No sign of a revival yet. As federal Parliament dawdles towards its close there is still no sign yet of a Labor revival.

And no sign yet of a change in campaign strategy by the Prime Minister. It is still largely education, education and more education with its regular dose of children as the backdrop for the photo opportunities.

Move the ABC to Newcastle? An interesting read at the weekend in London’s Financial Times — “Northern exposure: the BBC in Salford. “The BBC’s move to Salford has benefited both as they advance into a post-internet age”. Makes you think about our Sydney-centric broadcaster, doesn’t it?

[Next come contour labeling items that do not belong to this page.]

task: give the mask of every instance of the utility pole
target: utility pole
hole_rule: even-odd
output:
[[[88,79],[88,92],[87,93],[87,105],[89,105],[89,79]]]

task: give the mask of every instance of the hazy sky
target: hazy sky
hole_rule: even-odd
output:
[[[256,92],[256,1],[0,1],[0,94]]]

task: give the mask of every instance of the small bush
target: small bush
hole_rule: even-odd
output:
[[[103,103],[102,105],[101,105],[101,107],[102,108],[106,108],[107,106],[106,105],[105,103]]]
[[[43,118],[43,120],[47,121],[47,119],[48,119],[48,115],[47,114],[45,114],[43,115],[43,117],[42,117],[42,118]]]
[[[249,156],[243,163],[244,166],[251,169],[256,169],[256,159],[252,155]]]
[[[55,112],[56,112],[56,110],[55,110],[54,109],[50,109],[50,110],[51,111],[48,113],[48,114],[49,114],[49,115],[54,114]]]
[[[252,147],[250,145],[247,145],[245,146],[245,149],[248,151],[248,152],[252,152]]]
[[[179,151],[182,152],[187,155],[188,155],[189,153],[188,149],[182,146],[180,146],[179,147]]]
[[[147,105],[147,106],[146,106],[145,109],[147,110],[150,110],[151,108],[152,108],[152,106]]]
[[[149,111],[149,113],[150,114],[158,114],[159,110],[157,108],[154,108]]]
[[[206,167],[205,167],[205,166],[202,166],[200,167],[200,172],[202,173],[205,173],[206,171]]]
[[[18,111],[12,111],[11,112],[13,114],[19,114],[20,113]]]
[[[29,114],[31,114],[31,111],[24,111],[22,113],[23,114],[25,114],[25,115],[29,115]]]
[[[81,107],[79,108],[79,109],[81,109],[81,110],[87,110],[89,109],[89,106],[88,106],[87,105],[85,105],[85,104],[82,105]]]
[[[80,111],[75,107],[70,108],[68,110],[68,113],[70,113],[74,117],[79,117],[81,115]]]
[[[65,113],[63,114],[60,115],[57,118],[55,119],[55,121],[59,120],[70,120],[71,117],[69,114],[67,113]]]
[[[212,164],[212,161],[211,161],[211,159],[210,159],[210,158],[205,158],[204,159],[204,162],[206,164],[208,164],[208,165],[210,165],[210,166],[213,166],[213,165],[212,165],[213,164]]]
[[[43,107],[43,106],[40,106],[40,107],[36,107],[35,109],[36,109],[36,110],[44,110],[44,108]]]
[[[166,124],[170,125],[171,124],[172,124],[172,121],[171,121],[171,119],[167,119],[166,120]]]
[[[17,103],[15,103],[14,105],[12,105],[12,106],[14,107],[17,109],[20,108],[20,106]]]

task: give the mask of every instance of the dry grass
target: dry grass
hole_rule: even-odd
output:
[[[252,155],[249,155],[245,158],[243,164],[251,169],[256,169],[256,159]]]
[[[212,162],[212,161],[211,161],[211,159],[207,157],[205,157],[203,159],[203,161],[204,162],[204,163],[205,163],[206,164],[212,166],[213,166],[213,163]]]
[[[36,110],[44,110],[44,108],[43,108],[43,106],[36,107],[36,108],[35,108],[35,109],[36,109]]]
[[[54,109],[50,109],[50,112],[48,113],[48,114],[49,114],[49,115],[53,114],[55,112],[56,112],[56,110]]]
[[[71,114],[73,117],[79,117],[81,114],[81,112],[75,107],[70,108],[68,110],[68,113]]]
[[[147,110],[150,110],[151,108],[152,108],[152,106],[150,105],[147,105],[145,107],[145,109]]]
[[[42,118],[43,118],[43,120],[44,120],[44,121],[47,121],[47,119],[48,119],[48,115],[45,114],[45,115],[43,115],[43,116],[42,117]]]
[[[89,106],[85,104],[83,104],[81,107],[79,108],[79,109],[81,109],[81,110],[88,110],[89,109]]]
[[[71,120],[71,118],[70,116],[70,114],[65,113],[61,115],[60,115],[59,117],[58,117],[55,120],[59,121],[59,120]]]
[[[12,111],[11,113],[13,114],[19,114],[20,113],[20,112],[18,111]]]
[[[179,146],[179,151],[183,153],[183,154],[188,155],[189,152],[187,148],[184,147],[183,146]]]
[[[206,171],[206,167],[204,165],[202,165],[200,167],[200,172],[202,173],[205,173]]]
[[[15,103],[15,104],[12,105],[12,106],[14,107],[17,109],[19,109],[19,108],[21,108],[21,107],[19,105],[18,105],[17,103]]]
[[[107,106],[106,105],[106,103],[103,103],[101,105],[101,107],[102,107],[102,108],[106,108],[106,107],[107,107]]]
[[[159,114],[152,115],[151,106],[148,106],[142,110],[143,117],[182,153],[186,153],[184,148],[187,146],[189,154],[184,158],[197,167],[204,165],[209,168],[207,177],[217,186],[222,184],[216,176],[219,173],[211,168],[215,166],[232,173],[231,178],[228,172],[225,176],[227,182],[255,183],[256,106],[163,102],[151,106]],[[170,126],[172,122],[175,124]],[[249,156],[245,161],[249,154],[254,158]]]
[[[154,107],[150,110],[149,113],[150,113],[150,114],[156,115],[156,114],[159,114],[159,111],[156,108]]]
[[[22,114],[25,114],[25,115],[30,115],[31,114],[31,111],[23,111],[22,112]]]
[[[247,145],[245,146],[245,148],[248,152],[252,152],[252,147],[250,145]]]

The rooster who believes the sun rises because he crows. That classic fable of the rooster well illustrates that because two things may happen at the same time does not mean one causes the other. A failure to make the leap from correlation to causation by establishing a “physical mechanism” by which the two events are connected is, an article on Climate Progress points out, “one of the most basic and most common scientific failings”. And it is just such a failure that is behind the critical reaction from climate scientists to a new paper by Qing-Bin Lu in the International Journal of Modern Physics B that was given a very prominent and uncritical coverage in The Australian this morning.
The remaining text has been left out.